Buying and selling small marine crustaceans may seem a simple thing, but it is not without complexity. The 15 to 20 varieties of shrimp Mr. Julich sells come not just from the southern United States but from a dozen countries in Central and South America, along with other types of shellfish from as far away as Australia. In addition to knowing from where to buy at a given time of year, Mr. Julich has to anticipate what size shrimp his customers may want.

One of the major changes on South Street is the emergence of Asians like John Kim as a buying force. Depending on which owner is doing the estimating, Koreans and Chinese make up 60 to 80 percent of the buyers. One thing hasn't changed: the market remains a man's world. Almost no women work there. "Would you want your girl to work with these animals, these gorillas?" he says.

Mr. Julich and his fellow merchants complain that margins have shrunk in recent years. Since 90 percent of his sales are on credit, it's crucial that he know his buyers and keep after them for payments. For that reason, he says he has many acquaintances in the business but just a few friends.

"If they're a friend and you have a problem, it's harder to fix it," he says.

While the Fulton market looks a lot as it always has, Mr. Julich has seen it, like other central markets, decline in importance in the industry. He says that more buyers buy direct from sellers at the piers, sidestepping the market. Mr. Julich acknowledges the change and doesn't begrudge it when the buyer is making a substantial order. But he shows some anger at dealers who sell mostly to wholesalers like him but will sell a single box of shrimp or a single bag of clams direct to a restaurant. "I know why they do it, but in the end they're hurting their own business," he says.

While the market may not be the hub it once was, Mr. Julich agrees with his friend Dan, a fellow merchant, who says that it still sets the tone for the whole country.

Dan would not give his last name. People at the market are circumspect, knowing as they do that nearly every writer who visits focuses on its supposed domination by the Mafia. Mr. Julich says he has never had a problem with organized crime and adds, as do most people interviewed there, that allegations of mob rule are way overblown.
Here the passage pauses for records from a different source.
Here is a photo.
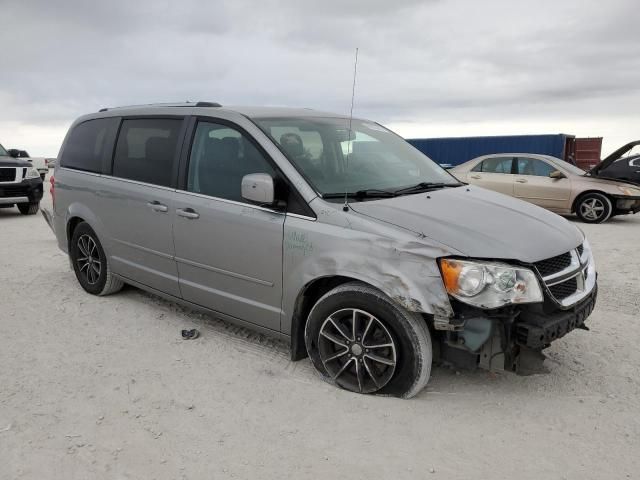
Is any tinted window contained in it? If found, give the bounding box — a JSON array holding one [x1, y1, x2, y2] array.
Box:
[[187, 122, 275, 202], [518, 158, 556, 177], [60, 118, 117, 173], [473, 157, 513, 173], [113, 118, 182, 187]]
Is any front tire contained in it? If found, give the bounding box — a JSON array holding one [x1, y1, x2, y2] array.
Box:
[[69, 222, 123, 295], [576, 192, 613, 223], [18, 202, 40, 215], [305, 282, 432, 398]]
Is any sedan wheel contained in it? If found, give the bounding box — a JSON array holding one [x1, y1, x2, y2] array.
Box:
[[576, 193, 613, 223]]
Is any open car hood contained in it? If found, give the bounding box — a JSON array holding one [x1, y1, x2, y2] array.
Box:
[[589, 140, 640, 176]]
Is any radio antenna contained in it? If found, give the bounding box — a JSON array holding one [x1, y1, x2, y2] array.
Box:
[[342, 47, 358, 212]]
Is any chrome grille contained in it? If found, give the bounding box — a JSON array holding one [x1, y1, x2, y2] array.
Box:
[[534, 245, 595, 307], [549, 277, 578, 300], [534, 252, 571, 277]]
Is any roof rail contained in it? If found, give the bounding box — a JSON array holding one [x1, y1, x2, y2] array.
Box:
[[196, 102, 222, 107], [98, 102, 222, 112]]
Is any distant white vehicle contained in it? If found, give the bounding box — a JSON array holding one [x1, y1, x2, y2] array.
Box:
[[7, 148, 49, 180]]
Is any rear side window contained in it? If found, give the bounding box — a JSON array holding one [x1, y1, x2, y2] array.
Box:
[[60, 118, 117, 173], [517, 157, 557, 177], [113, 118, 182, 187], [473, 157, 513, 173]]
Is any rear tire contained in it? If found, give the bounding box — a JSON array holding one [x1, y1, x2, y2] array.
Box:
[[18, 202, 40, 215], [576, 192, 613, 223], [69, 222, 124, 296], [305, 282, 433, 398]]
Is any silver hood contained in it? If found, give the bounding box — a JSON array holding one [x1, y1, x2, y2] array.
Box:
[[349, 186, 584, 262]]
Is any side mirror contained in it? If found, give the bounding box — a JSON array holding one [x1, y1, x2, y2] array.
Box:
[[241, 173, 275, 205]]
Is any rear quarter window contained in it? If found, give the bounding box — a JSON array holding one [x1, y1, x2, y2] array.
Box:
[[60, 118, 118, 173], [113, 118, 183, 187]]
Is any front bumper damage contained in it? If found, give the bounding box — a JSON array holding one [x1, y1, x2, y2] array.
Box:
[[439, 285, 597, 375], [612, 195, 640, 215]]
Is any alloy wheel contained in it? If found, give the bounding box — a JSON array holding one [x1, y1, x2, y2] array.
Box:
[[580, 198, 605, 221], [76, 235, 102, 285], [318, 308, 397, 393]]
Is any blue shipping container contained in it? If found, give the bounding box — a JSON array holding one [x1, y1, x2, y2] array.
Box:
[[407, 134, 575, 166]]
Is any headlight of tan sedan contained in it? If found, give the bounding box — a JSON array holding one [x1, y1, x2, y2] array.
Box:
[[440, 258, 543, 309]]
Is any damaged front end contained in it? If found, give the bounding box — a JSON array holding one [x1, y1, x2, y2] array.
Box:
[[433, 241, 597, 375]]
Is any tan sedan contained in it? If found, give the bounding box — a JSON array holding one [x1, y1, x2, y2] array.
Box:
[[449, 153, 640, 223]]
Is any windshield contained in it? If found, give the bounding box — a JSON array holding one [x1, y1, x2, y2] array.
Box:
[[254, 118, 459, 195]]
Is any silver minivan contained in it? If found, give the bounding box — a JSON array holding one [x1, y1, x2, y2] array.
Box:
[[51, 102, 597, 397]]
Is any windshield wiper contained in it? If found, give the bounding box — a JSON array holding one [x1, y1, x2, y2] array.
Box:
[[393, 182, 462, 195], [322, 188, 397, 198]]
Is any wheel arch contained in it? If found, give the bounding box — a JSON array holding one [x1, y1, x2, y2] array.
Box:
[[291, 275, 360, 361], [65, 203, 110, 256]]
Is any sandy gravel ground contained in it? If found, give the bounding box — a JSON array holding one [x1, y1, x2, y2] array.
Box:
[[0, 177, 640, 480]]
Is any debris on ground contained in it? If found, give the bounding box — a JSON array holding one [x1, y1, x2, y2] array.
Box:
[[182, 328, 200, 340]]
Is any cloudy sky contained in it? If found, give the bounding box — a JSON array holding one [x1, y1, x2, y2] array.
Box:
[[0, 0, 640, 156]]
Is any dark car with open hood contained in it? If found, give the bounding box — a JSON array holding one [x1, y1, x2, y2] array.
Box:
[[589, 140, 640, 184], [0, 145, 43, 215]]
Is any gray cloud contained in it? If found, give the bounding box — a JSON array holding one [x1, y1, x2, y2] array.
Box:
[[0, 0, 640, 154]]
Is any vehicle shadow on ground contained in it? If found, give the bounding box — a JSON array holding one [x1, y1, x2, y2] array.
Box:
[[0, 207, 23, 218]]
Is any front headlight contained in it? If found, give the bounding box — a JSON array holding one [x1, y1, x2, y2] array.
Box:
[[440, 258, 543, 308], [24, 167, 40, 178]]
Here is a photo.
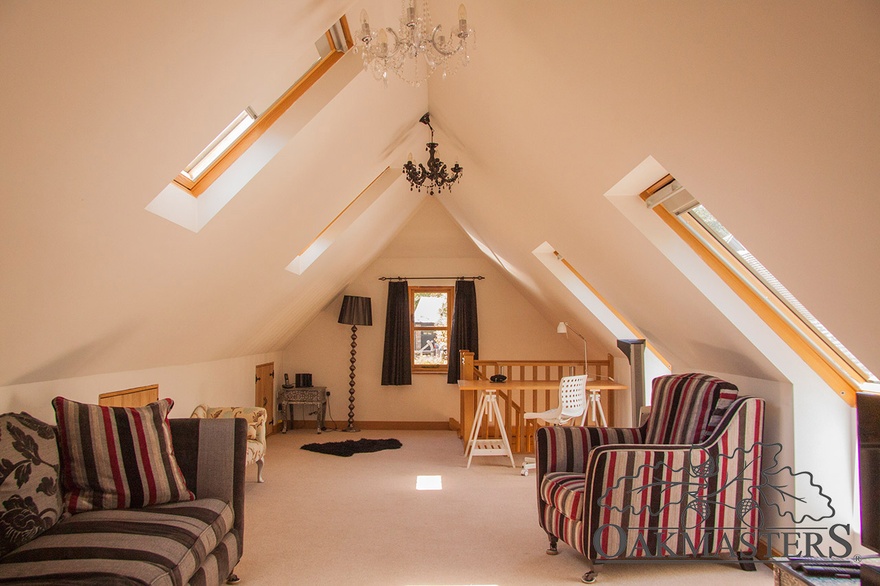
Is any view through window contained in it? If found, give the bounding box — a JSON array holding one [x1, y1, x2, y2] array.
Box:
[[686, 204, 878, 382], [409, 287, 454, 372], [643, 176, 878, 388]]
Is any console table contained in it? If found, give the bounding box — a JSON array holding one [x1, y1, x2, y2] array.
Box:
[[278, 387, 330, 433]]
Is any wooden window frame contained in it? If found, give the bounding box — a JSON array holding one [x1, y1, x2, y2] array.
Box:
[[641, 175, 868, 406], [409, 285, 455, 374], [174, 15, 354, 197]]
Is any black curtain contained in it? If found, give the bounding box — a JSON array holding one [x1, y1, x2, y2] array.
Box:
[[382, 281, 412, 385], [446, 281, 480, 385]]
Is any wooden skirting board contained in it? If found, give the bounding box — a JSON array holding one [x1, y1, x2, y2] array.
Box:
[[274, 419, 459, 433]]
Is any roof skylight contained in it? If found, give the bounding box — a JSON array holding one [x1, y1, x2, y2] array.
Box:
[[180, 106, 257, 182]]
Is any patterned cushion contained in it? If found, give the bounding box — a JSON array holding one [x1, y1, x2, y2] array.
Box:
[[52, 397, 194, 513], [541, 472, 586, 520], [0, 498, 238, 586], [0, 413, 62, 556], [645, 373, 738, 444], [190, 405, 268, 464]]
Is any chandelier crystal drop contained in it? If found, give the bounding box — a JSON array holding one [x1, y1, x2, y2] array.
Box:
[[403, 112, 464, 195], [355, 0, 474, 87]]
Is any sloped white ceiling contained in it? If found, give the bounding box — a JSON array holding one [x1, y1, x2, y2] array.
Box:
[[0, 0, 880, 386]]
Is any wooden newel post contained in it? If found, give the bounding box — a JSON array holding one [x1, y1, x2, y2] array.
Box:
[[458, 350, 478, 441], [458, 350, 474, 380]]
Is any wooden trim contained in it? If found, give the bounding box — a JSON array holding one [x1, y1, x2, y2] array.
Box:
[[98, 384, 159, 407], [642, 184, 858, 407], [339, 14, 354, 51], [408, 285, 455, 374], [279, 419, 455, 432], [297, 165, 391, 256], [174, 17, 353, 197]]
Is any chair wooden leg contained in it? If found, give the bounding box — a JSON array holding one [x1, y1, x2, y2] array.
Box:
[[547, 534, 559, 555]]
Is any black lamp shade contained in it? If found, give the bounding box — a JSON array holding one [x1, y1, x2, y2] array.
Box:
[[339, 295, 373, 326]]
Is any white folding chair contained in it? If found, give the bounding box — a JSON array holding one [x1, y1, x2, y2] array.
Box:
[[520, 374, 587, 476]]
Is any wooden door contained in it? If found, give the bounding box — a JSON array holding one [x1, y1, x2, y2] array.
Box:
[[254, 362, 275, 433]]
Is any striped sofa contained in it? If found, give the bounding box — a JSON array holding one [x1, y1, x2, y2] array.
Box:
[[535, 373, 764, 583], [0, 419, 247, 585]]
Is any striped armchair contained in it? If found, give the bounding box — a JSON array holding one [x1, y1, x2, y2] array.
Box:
[[190, 405, 268, 482], [535, 373, 764, 584]]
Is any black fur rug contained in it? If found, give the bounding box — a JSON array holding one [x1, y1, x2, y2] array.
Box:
[[302, 439, 403, 458]]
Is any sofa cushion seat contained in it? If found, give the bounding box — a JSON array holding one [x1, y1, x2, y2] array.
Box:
[[0, 498, 238, 585], [541, 472, 586, 521]]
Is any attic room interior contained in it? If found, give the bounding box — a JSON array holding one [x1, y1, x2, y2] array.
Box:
[[0, 0, 880, 584]]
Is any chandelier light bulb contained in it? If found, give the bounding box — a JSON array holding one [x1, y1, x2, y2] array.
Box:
[[357, 0, 474, 87], [403, 112, 464, 195]]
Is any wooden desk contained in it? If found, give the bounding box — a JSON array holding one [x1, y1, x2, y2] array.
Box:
[[458, 379, 629, 453], [278, 387, 329, 433]]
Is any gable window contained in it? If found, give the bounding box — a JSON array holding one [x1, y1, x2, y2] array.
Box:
[[409, 287, 455, 373], [643, 176, 878, 392]]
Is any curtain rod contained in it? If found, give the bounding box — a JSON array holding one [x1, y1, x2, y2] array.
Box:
[[379, 275, 486, 281]]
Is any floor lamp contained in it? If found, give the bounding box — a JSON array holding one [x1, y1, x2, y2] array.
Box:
[[556, 321, 587, 374], [339, 295, 373, 431]]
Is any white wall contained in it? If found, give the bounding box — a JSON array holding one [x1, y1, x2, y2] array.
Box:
[[279, 201, 583, 423], [0, 352, 283, 423]]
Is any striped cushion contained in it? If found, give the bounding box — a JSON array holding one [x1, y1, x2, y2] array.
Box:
[[543, 507, 586, 555], [52, 397, 194, 513], [541, 472, 586, 519], [645, 373, 738, 444], [0, 499, 238, 586]]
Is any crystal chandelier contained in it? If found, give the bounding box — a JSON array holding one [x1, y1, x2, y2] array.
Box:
[[355, 0, 474, 86], [403, 112, 464, 195]]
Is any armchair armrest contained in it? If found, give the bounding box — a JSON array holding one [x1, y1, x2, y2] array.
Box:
[[168, 418, 248, 556], [582, 397, 764, 560], [535, 426, 644, 486]]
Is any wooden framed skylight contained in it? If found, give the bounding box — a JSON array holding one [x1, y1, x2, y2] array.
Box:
[[174, 16, 354, 197], [641, 175, 880, 404]]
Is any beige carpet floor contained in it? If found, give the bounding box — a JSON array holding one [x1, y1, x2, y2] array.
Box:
[[236, 429, 773, 586]]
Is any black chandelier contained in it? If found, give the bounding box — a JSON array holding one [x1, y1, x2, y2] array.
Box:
[[403, 112, 464, 195]]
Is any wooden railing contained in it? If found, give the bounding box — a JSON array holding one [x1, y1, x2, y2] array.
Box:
[[459, 350, 614, 453]]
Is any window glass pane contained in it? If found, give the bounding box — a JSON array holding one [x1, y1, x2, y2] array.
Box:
[[413, 330, 448, 366], [413, 293, 448, 327], [688, 205, 877, 381]]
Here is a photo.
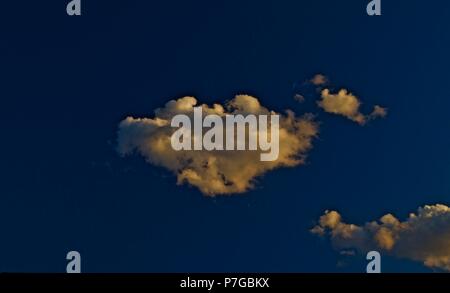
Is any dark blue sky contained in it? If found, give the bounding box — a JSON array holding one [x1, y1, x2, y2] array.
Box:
[[0, 0, 450, 272]]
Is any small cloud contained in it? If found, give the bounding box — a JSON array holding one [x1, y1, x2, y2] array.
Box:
[[317, 89, 387, 125], [294, 94, 306, 103], [309, 74, 328, 86], [369, 105, 388, 119], [311, 204, 450, 271]]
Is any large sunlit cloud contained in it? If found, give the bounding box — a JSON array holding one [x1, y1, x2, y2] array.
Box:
[[117, 95, 318, 196], [311, 204, 450, 271], [318, 89, 387, 125]]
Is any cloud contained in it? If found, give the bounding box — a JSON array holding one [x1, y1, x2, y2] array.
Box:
[[117, 95, 318, 196], [318, 89, 387, 125], [294, 94, 306, 103], [311, 204, 450, 271], [309, 74, 328, 86]]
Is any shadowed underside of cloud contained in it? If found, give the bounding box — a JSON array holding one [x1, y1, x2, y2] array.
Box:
[[311, 204, 450, 271], [117, 95, 318, 196]]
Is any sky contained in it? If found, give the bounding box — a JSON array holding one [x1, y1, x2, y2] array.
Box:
[[0, 0, 450, 272]]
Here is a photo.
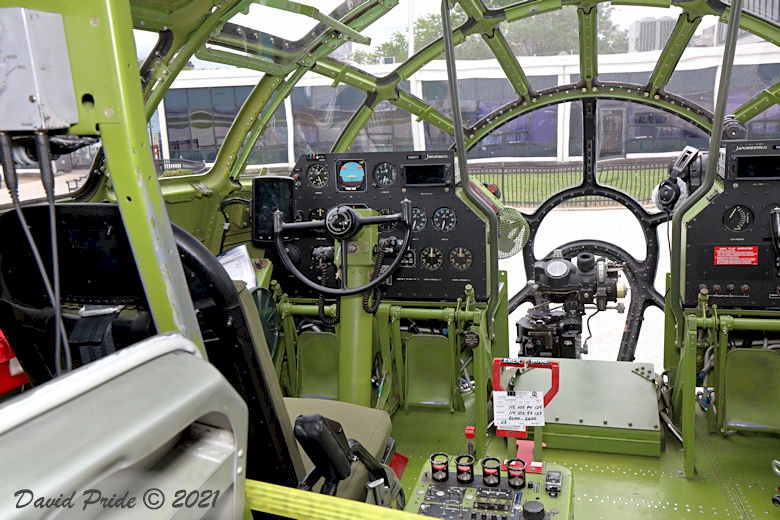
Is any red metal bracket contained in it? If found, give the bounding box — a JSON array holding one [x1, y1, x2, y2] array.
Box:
[[493, 358, 560, 439]]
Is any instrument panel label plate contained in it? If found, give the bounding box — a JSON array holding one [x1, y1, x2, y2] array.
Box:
[[714, 246, 758, 265]]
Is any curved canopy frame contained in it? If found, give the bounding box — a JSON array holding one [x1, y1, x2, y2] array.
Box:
[[128, 0, 780, 360], [133, 0, 780, 178]]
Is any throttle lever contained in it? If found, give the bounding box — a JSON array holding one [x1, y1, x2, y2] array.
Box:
[[769, 207, 780, 275]]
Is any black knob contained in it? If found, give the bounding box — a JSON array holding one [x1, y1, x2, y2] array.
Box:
[[523, 500, 544, 520], [577, 253, 596, 272]]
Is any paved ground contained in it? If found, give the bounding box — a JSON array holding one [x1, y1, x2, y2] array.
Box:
[[499, 208, 669, 372]]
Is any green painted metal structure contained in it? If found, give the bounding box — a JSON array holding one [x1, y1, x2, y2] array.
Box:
[[0, 0, 780, 519]]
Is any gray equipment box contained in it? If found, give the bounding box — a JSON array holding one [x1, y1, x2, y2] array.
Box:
[[0, 7, 78, 132]]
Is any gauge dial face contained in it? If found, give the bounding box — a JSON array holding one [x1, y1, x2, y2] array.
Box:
[[420, 247, 444, 271], [309, 208, 327, 220], [412, 208, 428, 233], [336, 160, 366, 191], [400, 249, 417, 267], [374, 162, 398, 188], [431, 207, 458, 233], [306, 164, 330, 188], [378, 208, 397, 233], [450, 247, 474, 271], [723, 205, 755, 231]]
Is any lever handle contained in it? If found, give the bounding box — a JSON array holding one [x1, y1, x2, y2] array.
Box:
[[769, 208, 780, 274]]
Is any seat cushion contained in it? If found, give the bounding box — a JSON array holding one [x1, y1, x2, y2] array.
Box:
[[284, 397, 392, 501]]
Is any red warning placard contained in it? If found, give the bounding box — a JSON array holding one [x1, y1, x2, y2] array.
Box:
[[715, 246, 758, 265]]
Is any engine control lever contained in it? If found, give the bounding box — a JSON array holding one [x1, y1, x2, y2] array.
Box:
[[769, 207, 780, 275]]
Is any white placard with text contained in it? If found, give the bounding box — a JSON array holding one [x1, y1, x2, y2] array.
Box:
[[493, 391, 544, 431]]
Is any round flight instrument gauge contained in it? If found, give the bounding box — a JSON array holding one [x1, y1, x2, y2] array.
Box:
[[412, 208, 428, 233], [400, 249, 417, 267], [378, 208, 396, 233], [431, 207, 458, 233], [374, 162, 398, 188], [309, 208, 327, 220], [723, 204, 755, 231], [420, 247, 444, 271], [450, 247, 474, 271], [306, 164, 330, 188]]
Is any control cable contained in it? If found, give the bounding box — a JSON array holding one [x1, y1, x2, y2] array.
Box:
[[363, 238, 393, 314], [317, 262, 341, 327], [0, 132, 72, 375], [35, 130, 73, 375]]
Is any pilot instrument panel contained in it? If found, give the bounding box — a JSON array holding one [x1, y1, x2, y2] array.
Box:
[[254, 151, 487, 300]]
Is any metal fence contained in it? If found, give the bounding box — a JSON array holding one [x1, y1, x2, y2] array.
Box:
[[469, 158, 673, 208]]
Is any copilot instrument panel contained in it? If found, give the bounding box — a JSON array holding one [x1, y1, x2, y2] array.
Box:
[[258, 151, 487, 300]]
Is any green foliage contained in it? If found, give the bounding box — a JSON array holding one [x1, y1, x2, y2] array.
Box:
[[353, 2, 628, 63]]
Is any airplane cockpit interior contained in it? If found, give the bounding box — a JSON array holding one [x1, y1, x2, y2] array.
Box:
[[0, 0, 780, 520]]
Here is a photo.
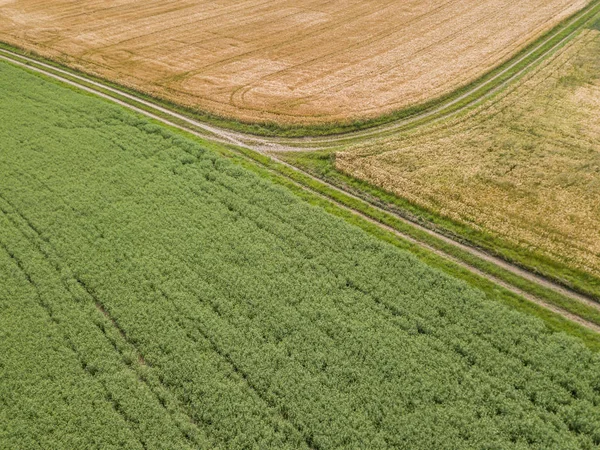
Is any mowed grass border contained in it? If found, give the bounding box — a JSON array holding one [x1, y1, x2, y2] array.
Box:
[[155, 133, 600, 351], [0, 0, 600, 138], [3, 48, 600, 350], [284, 152, 600, 303]]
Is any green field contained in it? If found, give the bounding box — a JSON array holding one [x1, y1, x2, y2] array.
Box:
[[0, 63, 600, 449]]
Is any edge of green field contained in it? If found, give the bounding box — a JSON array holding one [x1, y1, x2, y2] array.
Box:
[[153, 128, 600, 351], [0, 0, 600, 137], [4, 51, 600, 350], [285, 152, 600, 300]]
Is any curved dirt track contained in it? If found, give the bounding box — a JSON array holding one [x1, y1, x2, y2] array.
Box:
[[0, 0, 589, 126], [0, 50, 600, 332]]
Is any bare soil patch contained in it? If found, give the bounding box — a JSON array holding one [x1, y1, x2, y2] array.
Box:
[[0, 0, 588, 125], [336, 30, 600, 276]]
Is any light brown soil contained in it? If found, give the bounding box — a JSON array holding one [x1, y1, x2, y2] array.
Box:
[[0, 0, 588, 124], [336, 30, 600, 276]]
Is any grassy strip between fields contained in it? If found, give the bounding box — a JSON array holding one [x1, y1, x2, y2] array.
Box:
[[0, 0, 600, 137], [4, 54, 600, 350], [202, 146, 600, 350], [284, 121, 600, 299]]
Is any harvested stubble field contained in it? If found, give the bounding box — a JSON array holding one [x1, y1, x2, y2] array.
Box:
[[336, 29, 600, 284], [0, 63, 600, 450], [0, 0, 588, 125]]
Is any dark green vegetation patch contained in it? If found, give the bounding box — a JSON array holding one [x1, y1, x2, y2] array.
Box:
[[0, 64, 600, 449]]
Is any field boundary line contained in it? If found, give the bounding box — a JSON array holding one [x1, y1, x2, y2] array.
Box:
[[0, 50, 600, 338]]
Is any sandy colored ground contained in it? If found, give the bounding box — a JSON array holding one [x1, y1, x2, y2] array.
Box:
[[0, 0, 587, 124], [336, 30, 600, 276]]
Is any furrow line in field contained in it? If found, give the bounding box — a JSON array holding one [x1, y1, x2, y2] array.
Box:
[[0, 49, 600, 331], [0, 195, 210, 448]]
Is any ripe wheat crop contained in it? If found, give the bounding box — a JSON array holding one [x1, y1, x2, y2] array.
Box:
[[0, 63, 600, 449]]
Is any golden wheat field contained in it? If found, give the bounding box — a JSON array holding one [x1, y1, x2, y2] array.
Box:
[[336, 30, 600, 275], [0, 0, 587, 124]]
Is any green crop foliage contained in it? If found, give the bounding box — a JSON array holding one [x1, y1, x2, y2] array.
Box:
[[0, 63, 600, 449]]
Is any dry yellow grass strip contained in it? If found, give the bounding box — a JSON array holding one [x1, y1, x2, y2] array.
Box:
[[336, 30, 600, 276], [0, 0, 588, 124]]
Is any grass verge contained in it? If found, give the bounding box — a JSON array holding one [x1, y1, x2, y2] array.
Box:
[[2, 50, 600, 350], [0, 0, 600, 137]]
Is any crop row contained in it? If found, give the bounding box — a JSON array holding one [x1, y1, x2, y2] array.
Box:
[[0, 61, 600, 448]]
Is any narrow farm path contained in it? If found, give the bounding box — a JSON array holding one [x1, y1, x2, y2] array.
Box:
[[0, 49, 600, 332]]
"I've been here 50 years and I've gotten to know pretty much everybody," he says. At other times, though, he cautions, "Be careful what you say because people could get annoyed."

The city has announced it is considering moving the fish market to Hunts Point. To Mr. Julich, the move would be a disaster. "You can't have the market behind a locked gate where you need a badge to get in and out," he said. "Buyers have to be able to walk around and look at what they want. This is an open market." He concedes that conditions at the market are primitive, but insists that they are sanitary.

There used to be a half-dozen stalls specializing in shrimp at the Fulton Fish Market, Mr. Julich says. Now there are just two. Does that mean he is now the king, as Burt Lancaster said? "Well, Lancaster's dead, so maybe that moves me up a notch. But I'm still a peasant."